In my previously mentioned book club, we’re currently reading a fascinating little piece of literature that features, of all things, a lake monster. In the course of the discussion over baklava last night, we got to thinking, in the book, this little lake in New York has a monster, and here we’ve got great big Lake Michigan right at our doorsteps… and sure, it’s not super deep, like Loch Ness (pictured – see the monster?)…
but it is respectably large – with almost 1200 cubic miles of water, you think you could hide a monster in there somewhere. But try as we might, we couldn’t think of any kind of Lake Michigan Monster.
So today I decided to do some (quick) research, just to be sure we all weren’t missing something, and aside from this totally legitimate article, there’s nothing, nothing at all for sea monsters in Lake Michigan, or any kind of mythical monster creature at all in Chicago – the only “monsters” in Chicago seem to have to do with sports, the only “myths” in Chicago seem to have to do with the mob, and the only “legends” in Chicago seem to have to do with… yeah, sports again. Basketball legend. Baseball legend. Legendary debate: Sox or Cubs? Monster.com to find a job. But no lake monsters. Bummer.

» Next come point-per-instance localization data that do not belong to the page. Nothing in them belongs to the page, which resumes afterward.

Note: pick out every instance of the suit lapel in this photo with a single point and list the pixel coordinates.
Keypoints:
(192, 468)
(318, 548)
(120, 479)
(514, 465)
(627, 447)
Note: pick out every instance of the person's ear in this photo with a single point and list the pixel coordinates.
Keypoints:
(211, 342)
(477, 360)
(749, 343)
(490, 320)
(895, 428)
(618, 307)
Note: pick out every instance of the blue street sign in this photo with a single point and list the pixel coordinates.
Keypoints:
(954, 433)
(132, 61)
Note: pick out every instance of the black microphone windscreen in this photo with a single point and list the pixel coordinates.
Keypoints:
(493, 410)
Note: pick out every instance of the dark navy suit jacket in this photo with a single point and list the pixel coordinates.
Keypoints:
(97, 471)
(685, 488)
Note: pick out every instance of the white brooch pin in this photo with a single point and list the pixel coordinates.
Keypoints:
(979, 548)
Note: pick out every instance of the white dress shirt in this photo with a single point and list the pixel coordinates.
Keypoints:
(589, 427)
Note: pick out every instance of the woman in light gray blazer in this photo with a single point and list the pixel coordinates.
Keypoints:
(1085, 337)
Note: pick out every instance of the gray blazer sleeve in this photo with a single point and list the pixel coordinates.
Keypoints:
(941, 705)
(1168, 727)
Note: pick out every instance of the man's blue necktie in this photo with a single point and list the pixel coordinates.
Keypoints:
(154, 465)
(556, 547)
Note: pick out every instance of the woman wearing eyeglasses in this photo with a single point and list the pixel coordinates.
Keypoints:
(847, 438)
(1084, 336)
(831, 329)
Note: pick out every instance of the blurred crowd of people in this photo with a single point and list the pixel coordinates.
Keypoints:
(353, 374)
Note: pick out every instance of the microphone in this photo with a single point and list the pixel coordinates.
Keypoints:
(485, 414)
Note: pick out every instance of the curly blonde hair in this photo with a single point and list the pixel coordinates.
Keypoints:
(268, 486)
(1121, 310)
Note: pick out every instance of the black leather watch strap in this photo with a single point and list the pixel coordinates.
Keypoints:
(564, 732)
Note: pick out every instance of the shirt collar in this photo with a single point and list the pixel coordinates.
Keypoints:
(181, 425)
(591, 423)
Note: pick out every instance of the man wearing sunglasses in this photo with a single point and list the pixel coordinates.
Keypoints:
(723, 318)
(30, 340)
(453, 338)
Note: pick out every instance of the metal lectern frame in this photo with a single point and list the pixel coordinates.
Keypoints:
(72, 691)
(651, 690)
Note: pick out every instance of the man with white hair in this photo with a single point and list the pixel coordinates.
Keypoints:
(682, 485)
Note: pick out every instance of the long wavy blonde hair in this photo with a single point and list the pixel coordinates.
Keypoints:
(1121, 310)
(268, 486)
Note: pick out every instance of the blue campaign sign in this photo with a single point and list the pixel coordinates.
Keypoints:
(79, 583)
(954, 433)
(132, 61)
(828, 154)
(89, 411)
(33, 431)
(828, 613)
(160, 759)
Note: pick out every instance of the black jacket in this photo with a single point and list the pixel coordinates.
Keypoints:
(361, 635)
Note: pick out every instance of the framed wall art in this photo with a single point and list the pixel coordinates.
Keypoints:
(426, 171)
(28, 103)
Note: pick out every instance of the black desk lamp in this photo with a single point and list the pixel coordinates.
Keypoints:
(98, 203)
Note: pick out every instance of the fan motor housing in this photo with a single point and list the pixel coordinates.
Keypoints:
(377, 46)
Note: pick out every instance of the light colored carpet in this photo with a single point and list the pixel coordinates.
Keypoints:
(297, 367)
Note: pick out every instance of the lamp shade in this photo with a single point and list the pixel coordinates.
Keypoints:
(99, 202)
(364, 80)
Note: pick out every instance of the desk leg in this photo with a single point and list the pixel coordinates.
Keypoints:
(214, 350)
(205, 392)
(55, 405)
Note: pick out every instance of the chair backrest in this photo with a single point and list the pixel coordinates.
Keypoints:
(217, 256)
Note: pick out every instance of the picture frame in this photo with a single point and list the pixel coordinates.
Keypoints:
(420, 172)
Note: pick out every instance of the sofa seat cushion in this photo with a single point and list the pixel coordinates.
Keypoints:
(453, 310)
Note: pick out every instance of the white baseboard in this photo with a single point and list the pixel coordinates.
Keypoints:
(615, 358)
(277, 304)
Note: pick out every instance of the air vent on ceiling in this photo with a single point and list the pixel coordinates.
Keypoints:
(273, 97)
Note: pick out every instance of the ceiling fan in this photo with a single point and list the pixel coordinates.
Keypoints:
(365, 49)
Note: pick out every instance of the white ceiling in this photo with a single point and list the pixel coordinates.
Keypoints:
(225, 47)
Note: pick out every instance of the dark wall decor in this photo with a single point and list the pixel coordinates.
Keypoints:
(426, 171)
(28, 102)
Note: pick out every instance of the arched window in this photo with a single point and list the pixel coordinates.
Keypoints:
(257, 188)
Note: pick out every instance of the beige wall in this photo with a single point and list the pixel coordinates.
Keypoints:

Don’t get me wrong, I love the lake. Living in close proximity to it was a priority for us on that apartment shopping trip back in August, and even for its lack of monsters, I feel a strong and almost spiritual sense of connectedness with the world when gazing out on its endlessness.
I’ve always been obsessed with bodies of water, and I like to imagine how I would trace a water route from wherever I’m currently gazing to wherever my loved ones live:
These days it’s a pretty quick shot up the lake to Milwaukee for many (though not all) of my imaginary water journeys – heck, on a low-smog day, you can actually see Wisconsin from the top of the Hancock building.
I really do believe that monsters help foster, among other things, a strong and active imagination, and in that respect, they’re very healthy, if not crucial, to the imaginative success of an individual and a city. So for now, without lengthy imaginary voyages to distract me, and with this current book club book in mind, I think that when I gaze out on Lake Michigan these days, I’m going to have to contemplate the monster. The yet-to-be-discovered monster. The monster-that-maybe-nobody-but-me-cares-about monster. The monster that spews ice all over the bike path. The monster that makes the wind gust at 37 mph. Every monster dream has to start somewhere, right? Do you think it’s too late for Chicago? Maybe the lake is too big, maybe it can hide too well… maybe we need a more defined body of water… the Belmont Harbor monster… I’m open to ideas…
And in case you’re interested, the book is “The Monsters of Templeton,” by Lauren Groff, and I do endorse it, in a “Monday” sort of way, even though it’s Thursday.